The reason I asked was because I had connected with someone on Ancestry.com who had a family tree posted that seemed to match up. I had an approximate birth date for Peter based on census records (1858-1863), I had a possible origin (Longford, Ireland) based on hearsay from my grandmother, I had the names of his parents (Thomas Casey and Margaret McCarthy) based on his death certificate, and I had the names of two, possibly three brothers (Edward, John, possibly Thomas) from other people's research. I found a guy on Ancestry from County Longford, now residing in Boston, who was researching his Casey ancestors and inadvertantly researched the wrong Casey family - wrong for him, but quite possibly right for me. Because he had grown up in the town where these Caseys lived 150 years ago, he had access to cemeteries and baptismal records that would take me much time and much money to find on my own.

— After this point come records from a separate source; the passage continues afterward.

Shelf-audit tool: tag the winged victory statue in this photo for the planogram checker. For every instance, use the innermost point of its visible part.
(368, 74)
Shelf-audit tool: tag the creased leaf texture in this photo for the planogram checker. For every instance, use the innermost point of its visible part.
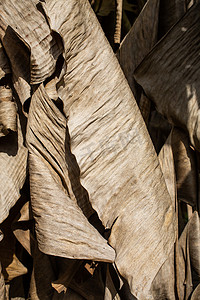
(106, 130)
(61, 227)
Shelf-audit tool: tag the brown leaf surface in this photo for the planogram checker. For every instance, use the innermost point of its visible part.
(169, 75)
(13, 160)
(185, 167)
(61, 227)
(105, 138)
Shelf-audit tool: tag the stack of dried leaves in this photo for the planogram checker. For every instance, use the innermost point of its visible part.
(99, 181)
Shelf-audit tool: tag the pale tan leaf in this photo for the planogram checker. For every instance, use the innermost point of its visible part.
(2, 286)
(107, 132)
(167, 165)
(169, 74)
(61, 227)
(13, 160)
(4, 64)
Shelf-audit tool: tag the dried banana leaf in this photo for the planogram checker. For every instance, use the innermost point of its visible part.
(139, 41)
(8, 111)
(2, 286)
(70, 295)
(106, 130)
(61, 227)
(185, 168)
(4, 63)
(43, 275)
(169, 74)
(13, 160)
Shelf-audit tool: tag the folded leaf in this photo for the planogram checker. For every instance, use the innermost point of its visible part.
(169, 74)
(61, 227)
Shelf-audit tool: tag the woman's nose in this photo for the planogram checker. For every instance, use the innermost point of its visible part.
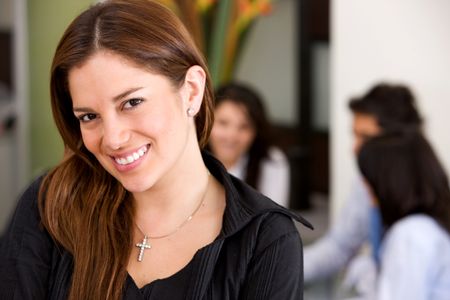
(115, 134)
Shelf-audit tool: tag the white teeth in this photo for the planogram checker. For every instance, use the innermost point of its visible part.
(132, 157)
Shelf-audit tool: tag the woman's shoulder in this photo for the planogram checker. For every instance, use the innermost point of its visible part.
(418, 231)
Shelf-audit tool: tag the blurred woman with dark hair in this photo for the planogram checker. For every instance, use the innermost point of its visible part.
(241, 139)
(411, 191)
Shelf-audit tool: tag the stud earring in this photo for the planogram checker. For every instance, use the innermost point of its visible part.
(190, 112)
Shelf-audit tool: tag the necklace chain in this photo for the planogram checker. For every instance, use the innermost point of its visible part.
(144, 245)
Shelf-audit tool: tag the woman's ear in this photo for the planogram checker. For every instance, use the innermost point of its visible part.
(194, 88)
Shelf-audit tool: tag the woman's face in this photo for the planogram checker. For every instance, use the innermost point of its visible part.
(133, 121)
(232, 133)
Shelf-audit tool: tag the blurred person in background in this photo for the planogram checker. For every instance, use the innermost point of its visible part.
(136, 209)
(383, 108)
(241, 139)
(410, 232)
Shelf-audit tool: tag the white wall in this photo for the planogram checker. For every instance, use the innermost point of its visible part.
(405, 41)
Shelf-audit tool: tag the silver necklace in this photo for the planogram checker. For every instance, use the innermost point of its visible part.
(145, 244)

Sometimes the universe works in mysterious ways... Anyway, in this family he had researched that was not his but was quite possibly mine, there was a Thomas Casey married to Margaret McCarthy, and of their several children listed, there was an Edward, a John, a Thomas, and a Peter, born about 1856. Several other siblings included a Kate, a Francis, and an Elizabeth.

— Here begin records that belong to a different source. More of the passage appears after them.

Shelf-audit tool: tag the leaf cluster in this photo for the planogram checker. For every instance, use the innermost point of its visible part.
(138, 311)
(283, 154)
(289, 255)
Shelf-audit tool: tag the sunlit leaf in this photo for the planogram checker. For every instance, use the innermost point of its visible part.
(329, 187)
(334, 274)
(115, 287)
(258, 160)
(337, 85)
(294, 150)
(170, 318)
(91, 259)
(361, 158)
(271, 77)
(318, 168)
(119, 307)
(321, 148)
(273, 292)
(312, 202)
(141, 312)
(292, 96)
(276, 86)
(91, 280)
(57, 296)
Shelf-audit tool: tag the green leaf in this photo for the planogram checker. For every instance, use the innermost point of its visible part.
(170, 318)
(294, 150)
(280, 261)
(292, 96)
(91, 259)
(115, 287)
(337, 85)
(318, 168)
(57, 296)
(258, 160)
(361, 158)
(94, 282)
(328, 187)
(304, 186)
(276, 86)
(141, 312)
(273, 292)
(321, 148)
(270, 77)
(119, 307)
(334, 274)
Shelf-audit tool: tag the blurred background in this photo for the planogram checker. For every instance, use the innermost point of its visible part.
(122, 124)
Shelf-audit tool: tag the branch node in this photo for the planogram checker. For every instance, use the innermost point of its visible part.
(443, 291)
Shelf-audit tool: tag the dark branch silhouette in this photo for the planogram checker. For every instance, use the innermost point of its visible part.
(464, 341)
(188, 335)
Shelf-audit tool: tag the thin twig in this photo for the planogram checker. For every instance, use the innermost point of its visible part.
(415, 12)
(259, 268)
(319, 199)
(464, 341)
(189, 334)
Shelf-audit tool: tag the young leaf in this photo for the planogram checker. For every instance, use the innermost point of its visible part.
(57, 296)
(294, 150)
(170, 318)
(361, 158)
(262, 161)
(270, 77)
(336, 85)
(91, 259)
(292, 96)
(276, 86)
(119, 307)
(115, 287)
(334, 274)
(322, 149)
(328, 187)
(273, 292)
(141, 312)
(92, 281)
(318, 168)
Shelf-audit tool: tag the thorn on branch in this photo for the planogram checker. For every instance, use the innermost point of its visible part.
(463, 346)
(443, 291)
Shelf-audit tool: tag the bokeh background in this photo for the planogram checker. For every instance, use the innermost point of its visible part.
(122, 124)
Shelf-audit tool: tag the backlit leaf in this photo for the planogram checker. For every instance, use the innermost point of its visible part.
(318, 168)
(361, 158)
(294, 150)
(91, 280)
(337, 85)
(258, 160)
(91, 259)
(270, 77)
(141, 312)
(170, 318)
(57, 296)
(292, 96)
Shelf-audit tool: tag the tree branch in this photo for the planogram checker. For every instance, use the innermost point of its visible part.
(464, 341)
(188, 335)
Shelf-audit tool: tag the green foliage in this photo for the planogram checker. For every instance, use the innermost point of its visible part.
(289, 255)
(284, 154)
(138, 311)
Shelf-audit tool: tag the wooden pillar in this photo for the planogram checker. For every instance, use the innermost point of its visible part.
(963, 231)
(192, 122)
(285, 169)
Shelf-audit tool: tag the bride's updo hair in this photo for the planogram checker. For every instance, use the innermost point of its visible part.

So that July afternoon in my grandmother's kitchen, I asked her to tell me everything she knew about Peter Casey. She only had one personal story to tell, one that included her brother almost getting a beating from him because Peter's wife, Mary Enright, dared Dan to pour water on his grandfather's head. She knew other things, like he was uneducated - he couldn't read or write and he couldn't count - so he depended on his wife and children to help him with his carting business. He apparently also was quite impatient, cutting the legs off a piano he was supposed to be moving because it was taking too long to get it where it needed to go. But she didn't know when he was born or the name of the town where he came from, and she only knew about his parents because I had passed along that information to her. But she did know about some of her mother's Casey aunts and uncles, like Uncle Edward. And an Aunt Lizzie. And her mother's godfather, Uncle Frank, whose birth name was Francis.
Like Nancy Drew, I don't believe in coincidences. And when it comes to genealogy, I get a Spidey-sense that tingles down my spine when I don't have 100 percent verifiable proof that one and one equals two, but when I'm pretty sure that everything adds up. And usually down the line when I do get proof, everything does, in fact, add up. I get that feeling with my Caseys and the Caseys researched by Sean of Boston, formerly of County Longford. Unfortunately, his research also goes no further back that Thomas Casey and Margaret McCarthy, but siblings and dates and the name of the town may be helpful in tracing the Casey line to other descendents, descendents doing their own Casey research with documents and records and stories I don't have, which they'll be willing to share with me once I find them.